Die im Rahmen der Vereinbarungen zur Einschränkung der sachgrundlosen Befristung getroffene Regelung bedeutet zweifellos eine Einschränkung der Flexibilität der betroffenen Unternehmen. Die Regelung war daher kein Anliegen der Union. Ich halte es dennoch für richtig, weil eine soziale Marktwirtschaft in meinen Augen eben auch erfordert, dass Menschen nicht über Jahre hinweg mit befristeten Kettenarbeitsverträgen einer eigenen Zukunftsplanung beraubt werden.
Im Bereich der Steuerpolitik hätte ich mir ohne Frage eine stärkere Entlastung der Bürgerinnen und Bürger unseres Landes gewünscht. Sie haben den Überschuss der letzten Jahre maßgeblich erwirtschaftet. Ich halte es daher für dringend geboten, dass etwaige über die in Finanzplanung festgehaltenen Steuererwartungen hinausgehende Mittel nicht für einen Ausbau des Sozialstaates, sondern für die Steuerentlastung der Bürgerinnen und Bürger eingesetzt werden.
Zusammenfassend halte ich den Koalitionsvertrag inhaltlich für gelungen. Er gibt gute Antworten auf die drängenden Fragen der Migration, der inneren Sicherheit, des Wohnungsbaus, der weiteren Entwicklung Europas, der Förderung von Familien und der Gestaltung der Digitalisierung.

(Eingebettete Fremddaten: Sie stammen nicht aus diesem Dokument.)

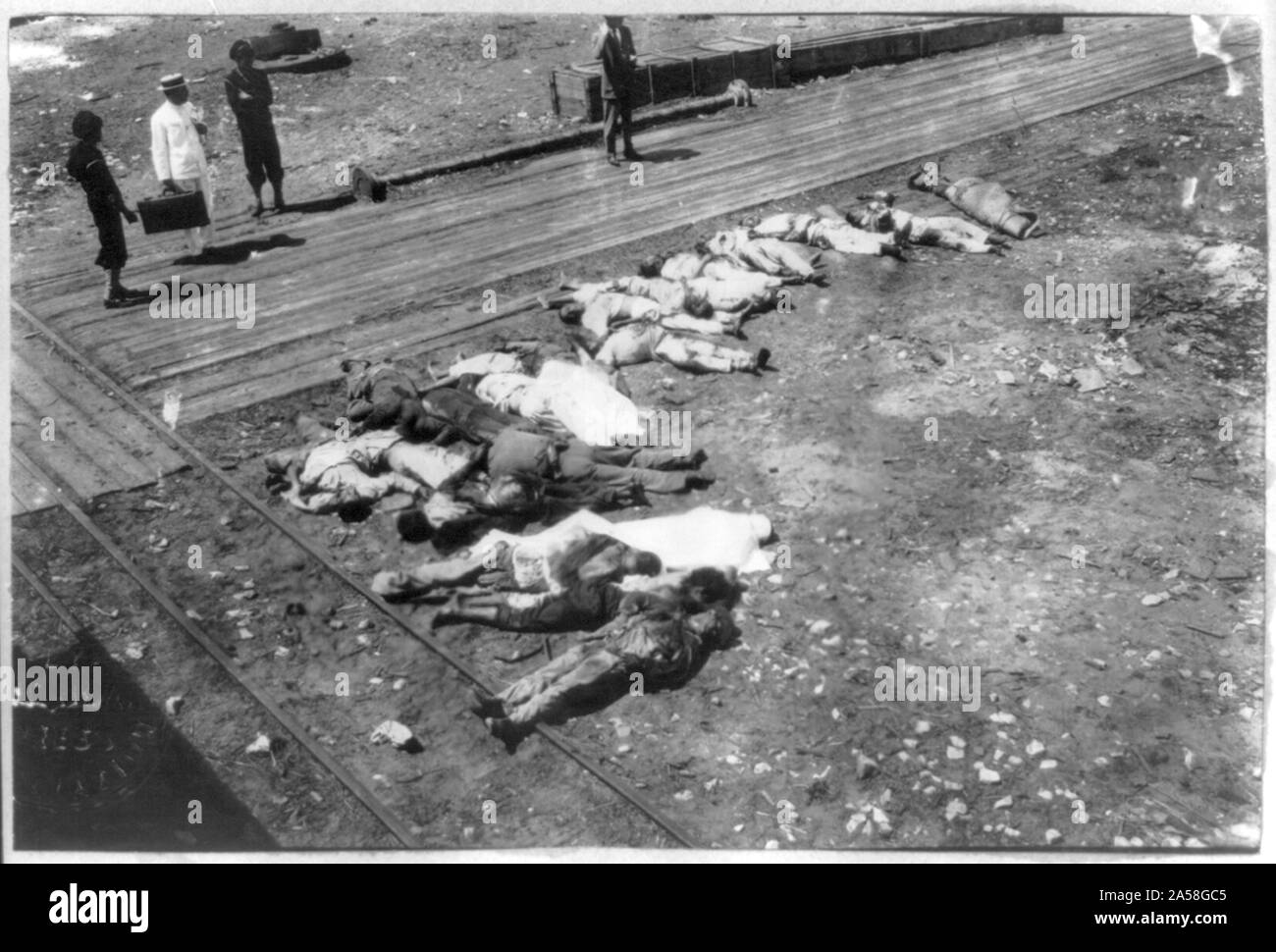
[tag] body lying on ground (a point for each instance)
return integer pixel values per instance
(348, 475)
(517, 566)
(935, 231)
(575, 398)
(639, 343)
(382, 396)
(663, 636)
(764, 254)
(832, 233)
(985, 202)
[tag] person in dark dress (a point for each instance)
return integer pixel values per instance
(247, 89)
(87, 165)
(613, 45)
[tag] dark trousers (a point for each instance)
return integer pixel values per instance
(616, 111)
(260, 151)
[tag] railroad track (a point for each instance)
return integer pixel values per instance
(65, 498)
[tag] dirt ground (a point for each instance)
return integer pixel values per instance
(1072, 508)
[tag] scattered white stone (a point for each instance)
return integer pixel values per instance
(399, 734)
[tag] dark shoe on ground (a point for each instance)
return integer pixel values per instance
(485, 705)
(505, 729)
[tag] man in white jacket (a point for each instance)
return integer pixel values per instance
(178, 153)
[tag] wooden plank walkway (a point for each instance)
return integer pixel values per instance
(97, 445)
(371, 280)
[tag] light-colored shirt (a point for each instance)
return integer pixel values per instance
(175, 148)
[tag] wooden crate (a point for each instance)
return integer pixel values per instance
(705, 69)
(751, 60)
(280, 42)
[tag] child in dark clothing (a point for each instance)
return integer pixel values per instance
(87, 165)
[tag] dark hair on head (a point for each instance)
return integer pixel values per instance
(647, 563)
(85, 124)
(517, 492)
(705, 587)
(412, 526)
(650, 267)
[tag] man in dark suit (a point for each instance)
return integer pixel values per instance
(613, 45)
(247, 89)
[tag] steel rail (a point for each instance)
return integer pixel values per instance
(615, 784)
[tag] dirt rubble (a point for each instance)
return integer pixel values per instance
(1073, 509)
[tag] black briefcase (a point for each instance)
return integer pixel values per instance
(173, 212)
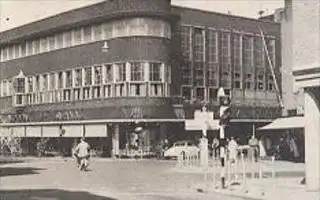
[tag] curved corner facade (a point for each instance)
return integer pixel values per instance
(102, 70)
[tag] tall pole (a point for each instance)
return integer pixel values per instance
(222, 156)
(224, 114)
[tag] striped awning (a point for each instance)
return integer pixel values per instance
(285, 123)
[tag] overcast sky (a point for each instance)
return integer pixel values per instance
(18, 12)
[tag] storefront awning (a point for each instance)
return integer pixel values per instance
(285, 123)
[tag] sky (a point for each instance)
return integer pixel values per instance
(18, 12)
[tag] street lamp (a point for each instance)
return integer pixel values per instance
(224, 115)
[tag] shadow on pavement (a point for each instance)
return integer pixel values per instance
(48, 195)
(4, 161)
(18, 171)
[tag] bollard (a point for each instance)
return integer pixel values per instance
(244, 173)
(272, 163)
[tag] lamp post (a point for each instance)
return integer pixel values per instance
(224, 115)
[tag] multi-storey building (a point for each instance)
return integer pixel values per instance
(101, 70)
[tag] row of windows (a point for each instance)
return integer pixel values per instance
(200, 93)
(116, 73)
(88, 34)
(94, 92)
(248, 53)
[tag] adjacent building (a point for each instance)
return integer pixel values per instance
(100, 71)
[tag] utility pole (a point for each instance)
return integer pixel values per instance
(224, 115)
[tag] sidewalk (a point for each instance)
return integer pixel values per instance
(284, 186)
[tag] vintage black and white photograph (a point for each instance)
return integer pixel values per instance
(160, 99)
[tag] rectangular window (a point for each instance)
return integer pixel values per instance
(119, 90)
(212, 94)
(52, 43)
(44, 45)
(45, 82)
(121, 72)
(185, 42)
(67, 39)
(52, 81)
(186, 93)
(155, 72)
(120, 28)
(247, 52)
(198, 45)
(77, 36)
(68, 79)
(23, 49)
(107, 28)
(137, 72)
(237, 52)
(97, 31)
(258, 52)
(156, 89)
(212, 46)
(30, 48)
(97, 75)
(37, 83)
(87, 76)
(109, 74)
(60, 80)
(137, 89)
(5, 53)
(96, 92)
(11, 52)
(86, 93)
(30, 84)
(77, 94)
(5, 87)
(87, 34)
(36, 44)
(17, 51)
(67, 95)
(154, 27)
(78, 77)
(59, 40)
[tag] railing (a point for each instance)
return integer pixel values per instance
(236, 172)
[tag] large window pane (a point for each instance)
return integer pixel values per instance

Die Verteilung der Ressorts entspricht ohne Frage nicht meinen Wünschen. Insbesondere der Verlust des Finanzministeriums wiegt schwer – auch wenn wir dieses auch im Falle eines Zustandekommens von Jamaika ebenfalls nicht gestellt hätten. Die Frage, welche Personen innerhalb der zugesagten Ressorts die Verantwortung übernehmen, liegt allein in der Verantwortung der jeweiligen Partei. Ob sich die SPD einen Gefallen damit tut, für das Kabinett eine Person zu benennen, welche den Eintritt in das Kabinett zuvor explizit ausgeschlossen hat, muss sie selbst beantworten. Aus meiner Sicht leidet aber die Glaubwürdigkeit von Politik insgesamt darunter, wenn es so kommt.
Die CDU muss die kommenden Jahre zwingend dazu nutzen, die Partei in der Regierung zu erneuern und zu verjüngen. Dabei kommt der Besetzung der Ressorts eine wichtige Bedeutung zu. Ich habe die Erwartung, dass diese personelle Erneuerung stattfindet und weise an dieser Stelle darauf hin, dass es sich bei den bislang diskutierten Namen für Ministerien auf Seiten der CDU ausschließlich um nicht bestätigte Gerüchte handelt.
Dennoch wird die Zukunft unseres Landes nur wenig von der Verteilung der Ressorts und deren Besetzung mit einzelnen Personen abhängen. Es wird Zeit, dass wir uns mit den Zukunftsfragen auseinander setzen, die in den letzten Monaten kaum eine Rolle gespielt haben. Die Welt um uns herum wartet nicht auf uns – ja sie freut sich teilweise sogar, wenn wir die Zukunft verschlafen. Diesen Gefallen sollten wir niemandem tun. Stellen wir die richtigen Fragen, finden wir Lösungen für sie und packen wir es gemeinsam an – für die Zukunft unseres Landes.